The individual zooid each live in a box shaped or bud-shaped exoskeleton (zoecium) which can be mineralized, gelatinous or chitinous, and in some taxa may have an operculum over its little opening at the top. Typically suspension feeders, the zooid protracts through this opening a special feathery feeding organ called the lophophore, which is composed of a circle or horseshoe of tentacles. Cilia on the lophophore tentacles create water currents to carry appropriate sized food particles (including protists and invertebrate larvae) along food grooves on the lophophore which lead to the mouth.
Within a colony, individual zooids may be more or less connected to one another; many taxa have pores or a cord (funiculus) linking individuals in a colony, through which the individuals share coelomic fluids. In some kinds of colonies zooids function together to create more powerful water currents to bring in more food. All colonies contain autozooids, which feed and excrete wastes, some colonies also have non-feeding heterozooids, individuals specialized for gamete production, protection, or other functions and are supported with nutrients shared by surrounding zooids. Zooids may have spines on their zoecium, some that produce toxins, to ward off predators. Protective zooids may have their operculum modified into a protective structure, either an avicularium – a movable beak-like structure to rid the colony of pests, or a vibraculum – a long, movable setae-like structure thought to help in cleaning off the colony. Grazing by nudibranchs, snails, sea urchins and crustaceans is a common threat to bryozoans (Brusca and Brusca 2003; Kozloff 1990).
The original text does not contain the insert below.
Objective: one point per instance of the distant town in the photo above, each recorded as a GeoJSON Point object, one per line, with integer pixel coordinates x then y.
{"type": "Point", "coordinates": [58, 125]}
Bryozoans do not have nephridia or a circulatory system, instead gas exchange and nitrogenous excretions occurs passively by diffusion in the tiny zooids. When more complex wastes build up, the zooid forms a “brown body”, in which the soft tissue and lophophore (together called the polypide) degenerate within their casing (called the cystid). The cystid can then regenerate a new polypide, with the old brown body in its gut. The brown body in some taxa is then excreted through the anus (located near the mouth, but on the outside of the lophophore). In taxa with zooids arranged on stolons, the brown body simply falls off the shoot and a new zooid is regenerated. The nervous system in bryozoans is minimal, including a ganglion, nerve ring around the pharynx, and nerve net that extends into the tentacles and vicera. Sensory structures are limited to tactile cells on the lophophore (Brusca and Brusca 2003; Kozloff 1990).